ExportArchive is used to write SavedModel artifacts (e.g. for inference).

If you have a Keras model or layer that you want to export as SavedModel for serving (e.g. via TensorFlow-Serving), you can use ExportArchive to configure the different serving endpoints you need to make available, as well as their signatures. Simply instantiate an ExportArchive, use track() to register the layer(s) or model(s) to be used, then use the add_endpoint() method to register a new serving endpoint. When done, use the write_out() method to save the artifact.

The resulting artifact is a SavedModel and can be reloaded via tf.saved_model.load.

Examples

Here's how to export a model for inference.

export_archive = ExportArchive()
export_archive.track(model)
export_archive.add_endpoint(
    name="serve",
    fn=model.call,
    input_signature=[tf.TensorSpec(shape=(None, 3), dtype=tf.float32)],
)
export_archive.write_out("path/to/location")

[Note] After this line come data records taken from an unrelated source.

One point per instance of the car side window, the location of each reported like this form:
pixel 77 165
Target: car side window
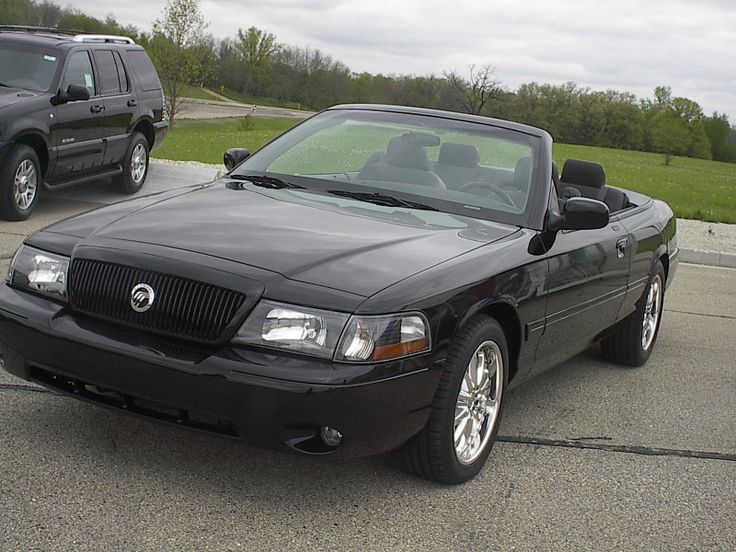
pixel 108 71
pixel 79 72
pixel 122 75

# Elsewhere, we can reload the artifact and serve it.
# The endpoint we added is available as a method:
serving_model = tf.saved_model.load("path/to/location")
outputs = serving_model.serve(inputs)

Here's how to export a model with one endpoint for inference and one endpoint for a training-mode forward pass (e.g. with dropout on).

export_archive = ExportArchive()
export_archive.track(model)
export_archive.add_endpoint(
    name="call_inference",
    fn=lambda x: model.call(x, training=False),
    input_signature=[tf.TensorSpec(shape=(None, 3), dtype=tf.float32)],
)
export_archive.add_endpoint(
    name="call_training",
    fn=lambda x: model.call(x, training=True),
    input_signature=[tf.TensorSpec(shape=(None, 3), dtype=tf.float32)],
)
export_archive.write_out("path/to/location")

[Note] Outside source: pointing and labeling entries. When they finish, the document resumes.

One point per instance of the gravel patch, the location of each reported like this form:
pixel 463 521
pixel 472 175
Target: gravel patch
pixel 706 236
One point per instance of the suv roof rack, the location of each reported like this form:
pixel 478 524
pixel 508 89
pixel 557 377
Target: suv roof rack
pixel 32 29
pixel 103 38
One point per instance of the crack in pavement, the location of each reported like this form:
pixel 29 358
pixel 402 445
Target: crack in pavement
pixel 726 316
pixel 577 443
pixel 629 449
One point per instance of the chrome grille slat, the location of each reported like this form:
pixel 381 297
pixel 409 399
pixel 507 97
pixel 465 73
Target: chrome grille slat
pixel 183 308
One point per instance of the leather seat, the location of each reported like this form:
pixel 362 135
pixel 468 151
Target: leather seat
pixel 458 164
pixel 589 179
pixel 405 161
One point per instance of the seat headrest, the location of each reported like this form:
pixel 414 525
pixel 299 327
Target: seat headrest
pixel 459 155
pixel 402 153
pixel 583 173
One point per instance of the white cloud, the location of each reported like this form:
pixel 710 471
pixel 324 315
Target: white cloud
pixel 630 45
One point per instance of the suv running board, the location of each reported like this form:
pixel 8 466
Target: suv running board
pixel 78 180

Note on resource tracking:

ExportArchive is able to automatically track all tf.Variables used by its endpoints, so most of the time calling .track(model) is not strictly required. However, if your model uses lookup layers such as IntegerLookup, StringLookup, or TextVectorization, it will need to be tracked explicitly via .track(model).

Explicit tracking is also required if you need to be able to access the properties variables, trainable_variables, or non_trainable_variables on the revived archive.